Семенец встал из-за стола и, не говоря ни слова, вышел в соседнюю комнату. Спустя буквально минуту он смешно высунул оттуда свою голову и позвал меня:
– Геннадий, пойдемте сюда, в кабинет – я вам кое-что хотел показать.
Кабинетом служила небольшая комната с письменным столом у окна, старомодным кожаным диваном, знаете, с такой полочкой наверху, чтобы слоников ставить. Еще в комнате было два шкафа: один книжный, забитый журналами «Вопросы истории», а другой, очень похожий на платяной, – просто невероятных размеров с глухими дверками.

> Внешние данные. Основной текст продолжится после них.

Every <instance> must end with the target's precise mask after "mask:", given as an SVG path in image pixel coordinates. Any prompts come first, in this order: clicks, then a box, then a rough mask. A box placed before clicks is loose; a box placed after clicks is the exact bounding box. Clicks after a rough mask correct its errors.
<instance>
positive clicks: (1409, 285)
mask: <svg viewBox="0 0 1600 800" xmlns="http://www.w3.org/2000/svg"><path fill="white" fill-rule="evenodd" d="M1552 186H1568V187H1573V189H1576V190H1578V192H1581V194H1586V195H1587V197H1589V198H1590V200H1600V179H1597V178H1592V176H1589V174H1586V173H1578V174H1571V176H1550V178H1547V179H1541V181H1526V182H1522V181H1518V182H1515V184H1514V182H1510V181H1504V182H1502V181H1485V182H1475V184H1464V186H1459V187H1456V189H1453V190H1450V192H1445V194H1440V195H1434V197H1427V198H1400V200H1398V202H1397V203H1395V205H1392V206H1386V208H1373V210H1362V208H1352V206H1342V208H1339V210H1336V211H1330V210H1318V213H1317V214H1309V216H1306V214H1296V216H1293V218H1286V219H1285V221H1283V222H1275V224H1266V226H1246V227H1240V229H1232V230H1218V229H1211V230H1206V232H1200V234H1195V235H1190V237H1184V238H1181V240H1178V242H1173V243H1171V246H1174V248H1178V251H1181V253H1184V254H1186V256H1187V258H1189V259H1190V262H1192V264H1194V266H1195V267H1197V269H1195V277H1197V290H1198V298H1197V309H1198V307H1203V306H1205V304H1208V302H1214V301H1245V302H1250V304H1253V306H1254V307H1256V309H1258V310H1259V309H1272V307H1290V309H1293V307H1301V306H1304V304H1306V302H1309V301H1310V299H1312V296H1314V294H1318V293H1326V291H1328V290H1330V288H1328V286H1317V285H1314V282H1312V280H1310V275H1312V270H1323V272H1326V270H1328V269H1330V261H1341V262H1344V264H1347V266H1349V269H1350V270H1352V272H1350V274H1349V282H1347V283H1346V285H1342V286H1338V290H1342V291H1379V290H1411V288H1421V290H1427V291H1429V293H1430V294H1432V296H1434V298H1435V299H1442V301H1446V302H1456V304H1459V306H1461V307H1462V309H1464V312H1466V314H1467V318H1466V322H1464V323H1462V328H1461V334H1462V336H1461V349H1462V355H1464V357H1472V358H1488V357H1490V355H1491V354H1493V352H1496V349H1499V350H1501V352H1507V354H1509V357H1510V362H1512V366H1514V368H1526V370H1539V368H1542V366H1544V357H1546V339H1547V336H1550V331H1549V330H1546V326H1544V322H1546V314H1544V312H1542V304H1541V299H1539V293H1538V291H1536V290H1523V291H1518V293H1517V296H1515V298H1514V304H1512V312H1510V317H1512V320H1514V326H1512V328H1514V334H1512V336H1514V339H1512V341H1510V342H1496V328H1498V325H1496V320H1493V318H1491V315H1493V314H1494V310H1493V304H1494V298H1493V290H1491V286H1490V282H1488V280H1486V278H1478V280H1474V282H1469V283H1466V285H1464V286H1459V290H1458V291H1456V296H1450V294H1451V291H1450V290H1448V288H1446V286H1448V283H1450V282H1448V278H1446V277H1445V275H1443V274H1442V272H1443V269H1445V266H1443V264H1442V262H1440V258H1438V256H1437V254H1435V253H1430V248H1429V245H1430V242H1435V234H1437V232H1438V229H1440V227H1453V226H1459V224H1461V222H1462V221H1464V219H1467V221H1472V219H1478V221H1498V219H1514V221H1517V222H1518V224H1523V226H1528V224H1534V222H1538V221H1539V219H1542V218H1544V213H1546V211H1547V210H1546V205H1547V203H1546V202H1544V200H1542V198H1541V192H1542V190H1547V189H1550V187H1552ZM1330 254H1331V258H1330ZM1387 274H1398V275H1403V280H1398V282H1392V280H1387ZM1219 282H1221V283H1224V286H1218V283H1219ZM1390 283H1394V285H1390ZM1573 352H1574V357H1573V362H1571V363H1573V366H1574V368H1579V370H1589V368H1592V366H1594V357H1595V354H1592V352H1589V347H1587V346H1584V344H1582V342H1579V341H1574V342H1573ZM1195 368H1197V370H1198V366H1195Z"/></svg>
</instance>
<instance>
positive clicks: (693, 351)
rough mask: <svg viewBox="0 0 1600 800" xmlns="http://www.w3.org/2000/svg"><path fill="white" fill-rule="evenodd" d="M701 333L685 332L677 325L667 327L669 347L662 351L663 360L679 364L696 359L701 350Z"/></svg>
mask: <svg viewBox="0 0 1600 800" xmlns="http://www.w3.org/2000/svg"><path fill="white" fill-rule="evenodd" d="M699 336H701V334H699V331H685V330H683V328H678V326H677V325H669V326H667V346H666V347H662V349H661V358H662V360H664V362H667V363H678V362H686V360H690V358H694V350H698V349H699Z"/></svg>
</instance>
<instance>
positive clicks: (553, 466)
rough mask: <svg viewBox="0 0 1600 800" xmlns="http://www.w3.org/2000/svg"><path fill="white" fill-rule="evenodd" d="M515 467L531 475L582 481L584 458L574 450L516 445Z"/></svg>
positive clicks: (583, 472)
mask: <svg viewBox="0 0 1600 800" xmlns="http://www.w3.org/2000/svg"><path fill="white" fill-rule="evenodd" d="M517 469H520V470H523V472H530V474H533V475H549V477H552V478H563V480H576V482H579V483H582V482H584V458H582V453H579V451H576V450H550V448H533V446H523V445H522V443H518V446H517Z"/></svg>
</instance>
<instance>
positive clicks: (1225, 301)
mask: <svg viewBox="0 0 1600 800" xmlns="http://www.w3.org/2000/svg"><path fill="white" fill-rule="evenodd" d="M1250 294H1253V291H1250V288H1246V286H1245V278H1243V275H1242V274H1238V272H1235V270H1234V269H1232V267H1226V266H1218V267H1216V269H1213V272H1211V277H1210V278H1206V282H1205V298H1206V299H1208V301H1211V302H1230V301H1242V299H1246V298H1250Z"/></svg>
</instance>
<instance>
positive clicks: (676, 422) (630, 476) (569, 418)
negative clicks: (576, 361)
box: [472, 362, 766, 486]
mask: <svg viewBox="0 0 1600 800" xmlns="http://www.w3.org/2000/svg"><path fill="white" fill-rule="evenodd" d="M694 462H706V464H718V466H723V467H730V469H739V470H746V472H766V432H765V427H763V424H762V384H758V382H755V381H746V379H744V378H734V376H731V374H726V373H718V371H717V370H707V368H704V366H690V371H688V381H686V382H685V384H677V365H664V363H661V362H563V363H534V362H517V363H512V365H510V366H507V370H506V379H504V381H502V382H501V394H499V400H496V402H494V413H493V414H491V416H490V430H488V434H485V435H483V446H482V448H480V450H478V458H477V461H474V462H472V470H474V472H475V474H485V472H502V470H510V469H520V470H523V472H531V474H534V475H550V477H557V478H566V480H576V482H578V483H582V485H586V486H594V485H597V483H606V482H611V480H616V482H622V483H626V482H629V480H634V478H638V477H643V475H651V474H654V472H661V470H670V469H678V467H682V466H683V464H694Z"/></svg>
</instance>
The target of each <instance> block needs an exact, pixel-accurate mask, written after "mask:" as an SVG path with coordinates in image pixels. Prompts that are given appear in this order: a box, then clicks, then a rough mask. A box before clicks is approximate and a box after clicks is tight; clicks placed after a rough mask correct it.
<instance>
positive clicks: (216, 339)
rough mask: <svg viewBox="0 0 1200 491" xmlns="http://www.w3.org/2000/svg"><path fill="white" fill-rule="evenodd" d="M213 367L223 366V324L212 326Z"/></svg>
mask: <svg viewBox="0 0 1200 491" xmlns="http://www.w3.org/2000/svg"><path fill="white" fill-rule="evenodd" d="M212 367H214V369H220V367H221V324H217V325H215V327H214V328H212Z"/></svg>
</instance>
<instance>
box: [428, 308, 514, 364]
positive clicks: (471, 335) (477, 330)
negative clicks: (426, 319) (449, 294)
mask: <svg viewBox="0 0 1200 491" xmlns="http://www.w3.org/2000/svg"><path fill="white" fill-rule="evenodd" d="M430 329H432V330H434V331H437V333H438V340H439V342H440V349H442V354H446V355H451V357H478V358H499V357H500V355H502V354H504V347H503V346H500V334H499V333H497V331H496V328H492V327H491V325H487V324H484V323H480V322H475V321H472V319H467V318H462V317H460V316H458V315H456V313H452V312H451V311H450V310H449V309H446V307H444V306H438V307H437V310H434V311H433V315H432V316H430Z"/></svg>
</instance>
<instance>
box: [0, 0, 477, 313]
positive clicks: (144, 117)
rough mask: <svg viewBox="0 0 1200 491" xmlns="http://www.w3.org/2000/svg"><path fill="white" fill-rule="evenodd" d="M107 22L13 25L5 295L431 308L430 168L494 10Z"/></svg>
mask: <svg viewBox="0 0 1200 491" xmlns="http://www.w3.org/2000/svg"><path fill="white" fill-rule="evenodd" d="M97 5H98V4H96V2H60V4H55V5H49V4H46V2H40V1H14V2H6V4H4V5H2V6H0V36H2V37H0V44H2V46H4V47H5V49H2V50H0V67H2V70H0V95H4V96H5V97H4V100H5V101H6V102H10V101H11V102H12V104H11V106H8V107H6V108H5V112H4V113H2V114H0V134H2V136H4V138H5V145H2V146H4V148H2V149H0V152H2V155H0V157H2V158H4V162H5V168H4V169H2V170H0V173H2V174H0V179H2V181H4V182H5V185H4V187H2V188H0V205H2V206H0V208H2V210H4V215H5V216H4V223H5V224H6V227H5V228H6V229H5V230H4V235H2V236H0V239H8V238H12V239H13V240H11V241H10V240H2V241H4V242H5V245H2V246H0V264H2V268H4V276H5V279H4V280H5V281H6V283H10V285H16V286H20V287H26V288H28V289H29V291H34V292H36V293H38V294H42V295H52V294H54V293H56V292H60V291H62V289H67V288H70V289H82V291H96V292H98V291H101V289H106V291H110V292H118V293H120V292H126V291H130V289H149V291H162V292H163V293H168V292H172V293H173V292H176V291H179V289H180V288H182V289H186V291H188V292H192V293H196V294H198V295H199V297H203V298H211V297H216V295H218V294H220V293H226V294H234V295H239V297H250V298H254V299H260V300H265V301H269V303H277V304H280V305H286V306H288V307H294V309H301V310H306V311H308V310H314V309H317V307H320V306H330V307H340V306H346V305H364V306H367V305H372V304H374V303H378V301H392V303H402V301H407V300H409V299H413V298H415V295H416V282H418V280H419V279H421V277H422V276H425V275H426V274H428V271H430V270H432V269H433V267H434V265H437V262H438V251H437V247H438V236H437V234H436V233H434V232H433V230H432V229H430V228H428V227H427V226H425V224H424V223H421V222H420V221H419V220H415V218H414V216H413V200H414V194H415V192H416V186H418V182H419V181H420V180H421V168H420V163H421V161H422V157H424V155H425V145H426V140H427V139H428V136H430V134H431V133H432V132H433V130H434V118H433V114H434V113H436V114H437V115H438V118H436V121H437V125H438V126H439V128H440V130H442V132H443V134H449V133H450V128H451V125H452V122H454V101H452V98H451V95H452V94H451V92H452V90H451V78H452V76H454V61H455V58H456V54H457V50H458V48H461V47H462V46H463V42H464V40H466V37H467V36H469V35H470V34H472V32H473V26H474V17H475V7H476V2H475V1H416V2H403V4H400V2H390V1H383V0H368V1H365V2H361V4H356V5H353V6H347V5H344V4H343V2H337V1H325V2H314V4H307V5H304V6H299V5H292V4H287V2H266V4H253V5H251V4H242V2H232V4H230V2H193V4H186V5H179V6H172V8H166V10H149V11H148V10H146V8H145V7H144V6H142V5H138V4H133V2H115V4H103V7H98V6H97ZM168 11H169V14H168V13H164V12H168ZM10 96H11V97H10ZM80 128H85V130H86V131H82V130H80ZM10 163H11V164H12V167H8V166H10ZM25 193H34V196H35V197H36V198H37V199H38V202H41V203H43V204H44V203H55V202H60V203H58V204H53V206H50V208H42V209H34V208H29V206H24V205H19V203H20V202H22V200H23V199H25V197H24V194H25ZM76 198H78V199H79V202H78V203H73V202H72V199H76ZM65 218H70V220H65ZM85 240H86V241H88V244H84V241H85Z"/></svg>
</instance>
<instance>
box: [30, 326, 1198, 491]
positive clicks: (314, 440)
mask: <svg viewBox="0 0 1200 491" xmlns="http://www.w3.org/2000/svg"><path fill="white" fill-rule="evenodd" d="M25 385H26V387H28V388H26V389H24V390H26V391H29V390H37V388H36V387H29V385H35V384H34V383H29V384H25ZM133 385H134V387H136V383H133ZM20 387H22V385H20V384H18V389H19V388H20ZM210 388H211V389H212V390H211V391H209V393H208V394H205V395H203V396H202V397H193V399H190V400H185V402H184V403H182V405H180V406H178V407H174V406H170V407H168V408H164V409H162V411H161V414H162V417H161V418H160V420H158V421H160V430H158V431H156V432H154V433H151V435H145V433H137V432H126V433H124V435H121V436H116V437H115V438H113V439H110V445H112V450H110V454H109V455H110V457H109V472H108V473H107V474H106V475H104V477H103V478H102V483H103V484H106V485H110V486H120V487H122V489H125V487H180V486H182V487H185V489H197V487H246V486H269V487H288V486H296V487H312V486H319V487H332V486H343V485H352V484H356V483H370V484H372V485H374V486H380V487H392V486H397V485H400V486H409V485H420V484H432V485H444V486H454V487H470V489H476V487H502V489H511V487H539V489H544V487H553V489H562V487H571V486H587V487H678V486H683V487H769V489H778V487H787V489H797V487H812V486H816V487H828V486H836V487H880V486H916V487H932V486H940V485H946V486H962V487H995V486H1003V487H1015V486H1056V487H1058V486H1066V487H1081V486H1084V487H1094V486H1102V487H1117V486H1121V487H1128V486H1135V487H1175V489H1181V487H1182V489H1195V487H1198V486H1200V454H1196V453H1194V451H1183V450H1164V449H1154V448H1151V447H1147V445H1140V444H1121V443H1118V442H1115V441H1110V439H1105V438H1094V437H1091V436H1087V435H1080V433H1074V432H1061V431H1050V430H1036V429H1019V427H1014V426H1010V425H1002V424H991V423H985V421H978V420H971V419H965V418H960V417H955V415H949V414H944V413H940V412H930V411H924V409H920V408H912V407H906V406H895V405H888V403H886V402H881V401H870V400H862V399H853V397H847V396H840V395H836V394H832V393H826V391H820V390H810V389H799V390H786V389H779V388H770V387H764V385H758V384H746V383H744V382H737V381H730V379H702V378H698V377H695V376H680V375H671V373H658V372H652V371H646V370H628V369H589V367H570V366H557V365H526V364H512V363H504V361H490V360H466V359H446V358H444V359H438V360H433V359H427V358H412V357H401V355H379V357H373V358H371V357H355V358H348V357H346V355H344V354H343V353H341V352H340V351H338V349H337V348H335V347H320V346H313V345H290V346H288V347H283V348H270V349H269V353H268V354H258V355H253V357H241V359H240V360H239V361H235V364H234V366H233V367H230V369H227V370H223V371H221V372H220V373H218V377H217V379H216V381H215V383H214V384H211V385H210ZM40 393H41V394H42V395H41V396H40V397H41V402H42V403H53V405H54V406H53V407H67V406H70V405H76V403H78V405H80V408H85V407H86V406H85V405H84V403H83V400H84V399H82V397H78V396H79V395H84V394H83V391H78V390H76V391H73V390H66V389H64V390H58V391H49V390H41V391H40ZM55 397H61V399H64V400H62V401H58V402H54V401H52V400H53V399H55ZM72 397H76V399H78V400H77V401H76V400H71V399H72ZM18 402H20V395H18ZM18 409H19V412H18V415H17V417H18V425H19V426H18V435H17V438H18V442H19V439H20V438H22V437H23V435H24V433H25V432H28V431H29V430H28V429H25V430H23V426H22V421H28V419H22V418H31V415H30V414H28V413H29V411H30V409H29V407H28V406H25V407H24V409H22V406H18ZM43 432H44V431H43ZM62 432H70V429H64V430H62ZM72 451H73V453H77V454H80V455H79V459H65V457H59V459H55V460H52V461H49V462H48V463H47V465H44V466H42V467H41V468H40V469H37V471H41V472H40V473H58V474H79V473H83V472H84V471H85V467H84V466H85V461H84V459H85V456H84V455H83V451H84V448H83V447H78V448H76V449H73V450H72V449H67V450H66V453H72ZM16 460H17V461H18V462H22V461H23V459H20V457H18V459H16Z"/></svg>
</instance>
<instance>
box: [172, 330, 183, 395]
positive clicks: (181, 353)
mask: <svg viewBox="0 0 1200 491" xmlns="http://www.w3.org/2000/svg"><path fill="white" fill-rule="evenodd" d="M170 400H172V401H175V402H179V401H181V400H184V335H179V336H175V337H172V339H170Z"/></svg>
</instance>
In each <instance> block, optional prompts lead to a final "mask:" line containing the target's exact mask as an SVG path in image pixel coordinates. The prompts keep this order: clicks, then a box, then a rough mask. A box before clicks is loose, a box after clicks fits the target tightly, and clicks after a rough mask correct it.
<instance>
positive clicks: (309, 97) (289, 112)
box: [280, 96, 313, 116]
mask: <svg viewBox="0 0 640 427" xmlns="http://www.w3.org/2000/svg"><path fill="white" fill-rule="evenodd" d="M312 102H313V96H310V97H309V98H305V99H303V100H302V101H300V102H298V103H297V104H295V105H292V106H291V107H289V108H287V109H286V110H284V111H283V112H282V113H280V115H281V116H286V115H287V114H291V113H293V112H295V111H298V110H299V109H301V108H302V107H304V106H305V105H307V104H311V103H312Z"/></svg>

– Вы хотели посмотреть у меня автограф Пастернака? Так я его нашел. И не какой-нибудь на тоненькой книжечке непонятно кому, а документ! Вот он! – Семенец показал пальцем на клочок бумаги размером в половину тетрадного листа, лежащий на столе.
Я задрожал в предвкушении встречи с дорогим мне именем. И, взяв листочек, трижды внимательно прочитал текст.
«Расписка дана крестьянину села Растяпино Троежилову Ивану Семеновичу в том, что от него принята на ответственное хранение до особого решения икона древнего письма “Спас Нерукотворный”. Дежурный хранитель Русского Музея Пастернак. 11. 09. 1931».